Every conversation becomes a subtle power struggle — him needing to be right over being kind. When Pat suggests moving back to Brooklyn, he shuts it down, reminding her that they can’t afford it. She’s isolated and financially trapped, doubting her sanity while being gaslit by her husband.
And that’s what makes The Shining Vale so sharp — it’s not just a haunted house story, it’s about the ghosts of patriarchy, marriage, and identity.
The Weight of It All
Pat’s life is unraveling from every direction — a marriage held together by denial, two teenagers who couldn’t be more different yet both barely tolerate her, and the relentless pressure to deliver the first chapter of a novel she can’t seem to write. She’s sober, she’s trying, and feeling the weight of the expectations of being a wife, a mother, a writer. Every part of her life demands all of her without ever pausing to ask how she’s doing - or what she wants. And no matter how hard she tries, it never feels like enough. The cruelest part is that she never asked for any of it.

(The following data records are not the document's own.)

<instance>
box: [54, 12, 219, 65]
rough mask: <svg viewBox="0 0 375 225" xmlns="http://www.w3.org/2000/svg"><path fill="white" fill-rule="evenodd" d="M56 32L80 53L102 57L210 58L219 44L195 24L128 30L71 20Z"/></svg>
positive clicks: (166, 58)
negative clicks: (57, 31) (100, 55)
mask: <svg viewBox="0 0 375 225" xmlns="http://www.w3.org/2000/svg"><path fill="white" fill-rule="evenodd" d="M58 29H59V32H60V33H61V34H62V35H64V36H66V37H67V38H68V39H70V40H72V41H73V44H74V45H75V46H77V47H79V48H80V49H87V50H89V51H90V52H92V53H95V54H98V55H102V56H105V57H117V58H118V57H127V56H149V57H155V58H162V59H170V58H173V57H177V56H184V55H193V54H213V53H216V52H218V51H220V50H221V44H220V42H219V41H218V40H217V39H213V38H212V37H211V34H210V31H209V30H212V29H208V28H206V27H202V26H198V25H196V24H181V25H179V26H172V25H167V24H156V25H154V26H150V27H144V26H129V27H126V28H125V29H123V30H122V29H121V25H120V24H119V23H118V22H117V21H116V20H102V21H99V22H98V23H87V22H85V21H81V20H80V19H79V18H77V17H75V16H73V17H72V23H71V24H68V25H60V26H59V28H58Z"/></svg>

By the end of the episode, Pat convinces herself that Terry was right — it was just a deer. For a moment, she doubts her instincts, tries to quiet the voice inside her that insists something’s wrong. Then she turns and sees the ghost waiting in the hallway. It’s the perfect collision of horror and heartbreak — a haunting reminder that what women are told to dismiss often turns out to be real.
Why It Matters
The Shining Vale takes the old “hysterical woman” trope and flips it on its head. It challenges the idea of what it even means to be “crazy” when your experiences are constantly dismissed or explained away. It’s psychological, yes — but it’s also deeply human. At its core, it’s about a woman trying to reclaim her voice and her worth in a world that keeps telling her she’s too much, too emotional, too complicated - yet somehow still predictable.
I think of Pat as “the unknowing woman” — someone suspended between haunting and healing, between who she used to be and who she’s trying to become. She’s surrounded by her family yet completely alone, caught in the irony of being needed by everyone while feeling unseen by all of them. Her husband thinks he has her figured out, but that certainty is exactly what keeps her invisible.
So yeah, The Shining Vale deserves a third season — not just because it’s funny, eerie, and sharply written, but because it makes space for women’s anger, confusion, and evolution. And honestly, television could use a lot more of that.